Mr. Boyd's lung cancer was diagnosed in February, and he was sick for most of the year, the Associated Press reported. He died at his home, his wife, Robin Stone, said.

"He was my hero," said Stone, an author and former editor. "To me, he stood for everything that every journalist should stand for. That is truth and fairness and everything we learned" in journalism school -- "doing everything we can to get it right."

Mr. Boyd died after what Times Executive Editor Bill Keller described in an e-mail to staff as a "very private battle" with lung cancer. "He was one of us," Keller wrote.

In an obituary posted last night on its Web site, the Times credited Boyd with leading coverage that won the paper three Pulitzer Prizes: for articles about the 1993 World Trade Center bombing, for a series on children of poverty and for a series on race relations in the United States.
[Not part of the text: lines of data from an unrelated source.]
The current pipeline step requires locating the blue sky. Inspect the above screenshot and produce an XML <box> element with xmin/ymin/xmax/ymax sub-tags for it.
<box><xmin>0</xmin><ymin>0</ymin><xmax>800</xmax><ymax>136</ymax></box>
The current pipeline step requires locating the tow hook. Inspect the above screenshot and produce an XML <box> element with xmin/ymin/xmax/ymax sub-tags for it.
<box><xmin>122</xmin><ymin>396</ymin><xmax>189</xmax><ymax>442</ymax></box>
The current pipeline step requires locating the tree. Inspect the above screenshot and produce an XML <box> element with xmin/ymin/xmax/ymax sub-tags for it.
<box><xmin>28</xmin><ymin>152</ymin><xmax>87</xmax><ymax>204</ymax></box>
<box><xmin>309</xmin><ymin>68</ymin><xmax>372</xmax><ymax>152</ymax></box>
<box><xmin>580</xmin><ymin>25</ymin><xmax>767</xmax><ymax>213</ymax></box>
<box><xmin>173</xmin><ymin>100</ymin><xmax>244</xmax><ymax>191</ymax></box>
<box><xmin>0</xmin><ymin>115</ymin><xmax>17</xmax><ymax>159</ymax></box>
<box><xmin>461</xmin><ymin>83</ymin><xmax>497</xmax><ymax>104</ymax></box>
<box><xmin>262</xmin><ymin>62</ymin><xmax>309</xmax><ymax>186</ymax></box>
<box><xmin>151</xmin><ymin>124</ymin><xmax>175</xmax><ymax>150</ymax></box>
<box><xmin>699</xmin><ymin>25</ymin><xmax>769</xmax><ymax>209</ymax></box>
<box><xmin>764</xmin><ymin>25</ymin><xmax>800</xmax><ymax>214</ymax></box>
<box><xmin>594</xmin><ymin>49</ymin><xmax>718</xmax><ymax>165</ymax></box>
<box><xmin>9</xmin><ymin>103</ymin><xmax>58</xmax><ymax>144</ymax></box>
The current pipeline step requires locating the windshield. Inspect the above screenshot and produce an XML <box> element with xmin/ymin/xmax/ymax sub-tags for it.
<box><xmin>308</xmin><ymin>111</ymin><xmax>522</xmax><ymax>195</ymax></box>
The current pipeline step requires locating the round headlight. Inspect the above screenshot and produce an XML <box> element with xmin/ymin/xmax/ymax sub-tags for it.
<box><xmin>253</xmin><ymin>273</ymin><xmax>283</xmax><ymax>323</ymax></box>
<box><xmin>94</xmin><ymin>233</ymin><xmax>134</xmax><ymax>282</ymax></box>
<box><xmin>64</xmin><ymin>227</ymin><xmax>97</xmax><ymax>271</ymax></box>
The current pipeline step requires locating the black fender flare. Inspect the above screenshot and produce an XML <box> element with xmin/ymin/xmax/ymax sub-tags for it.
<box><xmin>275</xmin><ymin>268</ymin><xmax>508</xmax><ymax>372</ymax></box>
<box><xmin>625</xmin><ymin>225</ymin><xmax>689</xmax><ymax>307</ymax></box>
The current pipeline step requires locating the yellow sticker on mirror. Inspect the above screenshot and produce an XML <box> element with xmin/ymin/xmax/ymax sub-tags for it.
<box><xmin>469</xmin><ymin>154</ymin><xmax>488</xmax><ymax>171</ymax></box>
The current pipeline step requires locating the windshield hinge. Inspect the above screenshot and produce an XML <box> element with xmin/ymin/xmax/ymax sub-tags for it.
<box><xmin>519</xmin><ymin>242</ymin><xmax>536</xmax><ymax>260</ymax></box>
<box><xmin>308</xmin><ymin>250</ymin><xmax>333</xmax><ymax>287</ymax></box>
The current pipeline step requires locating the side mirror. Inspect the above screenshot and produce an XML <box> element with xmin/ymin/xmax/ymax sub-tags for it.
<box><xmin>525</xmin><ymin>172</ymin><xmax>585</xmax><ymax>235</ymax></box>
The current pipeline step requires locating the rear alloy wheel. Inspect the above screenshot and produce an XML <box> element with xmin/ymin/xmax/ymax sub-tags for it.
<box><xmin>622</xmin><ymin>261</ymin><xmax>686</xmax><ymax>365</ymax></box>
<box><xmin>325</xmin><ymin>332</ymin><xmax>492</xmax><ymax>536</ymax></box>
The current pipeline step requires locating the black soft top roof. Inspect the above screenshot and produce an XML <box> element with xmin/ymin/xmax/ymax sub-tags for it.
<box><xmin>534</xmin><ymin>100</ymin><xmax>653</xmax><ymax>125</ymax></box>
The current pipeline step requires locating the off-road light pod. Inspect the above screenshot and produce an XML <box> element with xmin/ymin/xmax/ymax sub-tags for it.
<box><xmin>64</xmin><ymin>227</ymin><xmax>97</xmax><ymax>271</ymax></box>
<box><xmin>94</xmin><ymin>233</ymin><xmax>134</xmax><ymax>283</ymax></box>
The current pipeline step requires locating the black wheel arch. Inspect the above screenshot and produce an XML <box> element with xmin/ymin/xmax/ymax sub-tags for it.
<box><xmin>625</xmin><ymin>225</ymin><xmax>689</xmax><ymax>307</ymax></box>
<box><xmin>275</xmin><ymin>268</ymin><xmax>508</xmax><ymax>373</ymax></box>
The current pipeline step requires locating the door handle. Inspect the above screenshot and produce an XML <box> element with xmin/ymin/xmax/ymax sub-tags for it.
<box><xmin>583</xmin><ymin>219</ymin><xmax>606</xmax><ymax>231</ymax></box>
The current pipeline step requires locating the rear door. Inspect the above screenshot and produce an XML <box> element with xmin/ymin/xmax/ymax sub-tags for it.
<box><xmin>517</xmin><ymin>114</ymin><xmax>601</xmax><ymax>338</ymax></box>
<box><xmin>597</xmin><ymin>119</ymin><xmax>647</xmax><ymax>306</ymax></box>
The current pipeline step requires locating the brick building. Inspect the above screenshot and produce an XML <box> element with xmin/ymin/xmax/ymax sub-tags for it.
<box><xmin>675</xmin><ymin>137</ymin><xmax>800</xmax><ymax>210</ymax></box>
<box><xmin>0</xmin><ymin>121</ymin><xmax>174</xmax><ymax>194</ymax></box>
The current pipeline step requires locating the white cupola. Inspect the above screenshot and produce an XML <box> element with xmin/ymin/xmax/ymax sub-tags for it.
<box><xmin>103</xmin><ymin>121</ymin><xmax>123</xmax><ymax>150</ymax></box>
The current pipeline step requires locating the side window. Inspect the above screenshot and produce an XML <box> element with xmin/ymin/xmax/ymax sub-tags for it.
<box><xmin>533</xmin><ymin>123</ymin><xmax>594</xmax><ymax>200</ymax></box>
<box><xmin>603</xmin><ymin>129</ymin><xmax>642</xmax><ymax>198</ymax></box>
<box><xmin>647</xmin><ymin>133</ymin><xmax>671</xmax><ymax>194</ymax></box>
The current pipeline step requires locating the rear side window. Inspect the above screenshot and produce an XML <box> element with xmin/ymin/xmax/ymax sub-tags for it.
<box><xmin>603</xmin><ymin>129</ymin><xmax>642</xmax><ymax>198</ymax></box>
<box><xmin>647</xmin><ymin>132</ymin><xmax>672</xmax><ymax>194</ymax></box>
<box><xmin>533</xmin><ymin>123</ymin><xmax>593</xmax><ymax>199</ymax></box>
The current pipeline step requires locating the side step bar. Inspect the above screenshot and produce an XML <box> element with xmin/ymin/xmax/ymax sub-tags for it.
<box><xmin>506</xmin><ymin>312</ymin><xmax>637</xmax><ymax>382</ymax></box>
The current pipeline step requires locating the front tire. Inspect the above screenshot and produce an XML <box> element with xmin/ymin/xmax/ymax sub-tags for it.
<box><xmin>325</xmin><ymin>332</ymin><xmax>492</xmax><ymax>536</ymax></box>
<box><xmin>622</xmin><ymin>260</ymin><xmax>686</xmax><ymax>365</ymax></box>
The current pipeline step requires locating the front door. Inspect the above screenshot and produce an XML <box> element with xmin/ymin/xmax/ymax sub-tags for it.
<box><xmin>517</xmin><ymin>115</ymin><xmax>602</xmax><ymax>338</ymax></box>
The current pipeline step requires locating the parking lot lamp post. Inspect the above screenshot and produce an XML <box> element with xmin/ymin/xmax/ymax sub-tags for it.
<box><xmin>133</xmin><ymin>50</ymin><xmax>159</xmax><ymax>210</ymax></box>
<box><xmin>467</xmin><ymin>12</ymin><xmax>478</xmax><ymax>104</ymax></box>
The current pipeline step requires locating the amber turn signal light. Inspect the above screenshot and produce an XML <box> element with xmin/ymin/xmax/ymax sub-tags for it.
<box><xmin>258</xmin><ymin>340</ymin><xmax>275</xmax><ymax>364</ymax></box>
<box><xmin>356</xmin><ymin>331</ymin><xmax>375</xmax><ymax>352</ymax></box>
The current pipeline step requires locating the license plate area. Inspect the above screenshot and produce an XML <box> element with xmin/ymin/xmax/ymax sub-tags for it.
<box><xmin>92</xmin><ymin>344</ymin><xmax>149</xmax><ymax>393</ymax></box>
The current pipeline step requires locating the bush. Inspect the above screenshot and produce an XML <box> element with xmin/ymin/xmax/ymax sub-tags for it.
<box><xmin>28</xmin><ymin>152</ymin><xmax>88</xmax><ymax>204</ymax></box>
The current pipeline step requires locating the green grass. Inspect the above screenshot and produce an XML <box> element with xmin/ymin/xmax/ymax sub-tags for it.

Since leaving the Times, Boyd wrote a column for Universal Press Syndicate, put together a virtual journalism program for Columbia University, consulted for a chain of Canadian newspapers and worked on his memoirs.

Boyd and his wife also lent their name to a $2,500 National Association of Black Journalists scholarship for journalism majors.

Despite his considerable accomplishments, Boyd will forever be associated with the Blair scandal. Blair had faked stories from Maryland, West Virginia, Ohio and Texas without ever leaving New York, using a cellphone and laptop computer to disguise his whereabouts. Raines's handling of the matter and his bruising management style irked some staff members. Mr. Boyd was seen by people in the Times newsroom as linked to Raines.

Two months after he resigned, Mr. Boyd spoke publicly for the first time at the NABJ convention.

At times visibly moved, he spoke about his career, the future of journalism and his relationship with Blair.

"I have always stood for integrity," Mr. Boyd said. "Some have suggested that I looked the other way because Jayson is black. That is absolutely untrue."

Mr. Boyd called the scandal largely a failure of newsroom process and personal oversight.

"We thought we were managing a young man who was sloppy, occasionally erratic and somewhat green, but who showed enormous promise," Mr. Boyd said. "What no one knew was that we were managing a deeply troubled young man whose problems took us away from core journalistic values."

One good thing to come out of the terrible Blair experience, Boyd told his wife, was that he got to spend more time with his son.

Zachary, now 10, played baseball on a Harlem Little League team near their home. Boyd would take Zachary to the park and play catch with him, even after becoming ill, Stone said.

Boyd kept his illness private, telling only family and very close friends.

"He spent this year fighting cancer," Stone said.

Stone said he had moved on from the Blair scandal and its aftermath. He loved to cook, especially manning the outdoor grill. But journalism remained his passion and his hobby. Every morning, the family received six newspapers. Boyd read them all.

"Journalism was his life," Stone said.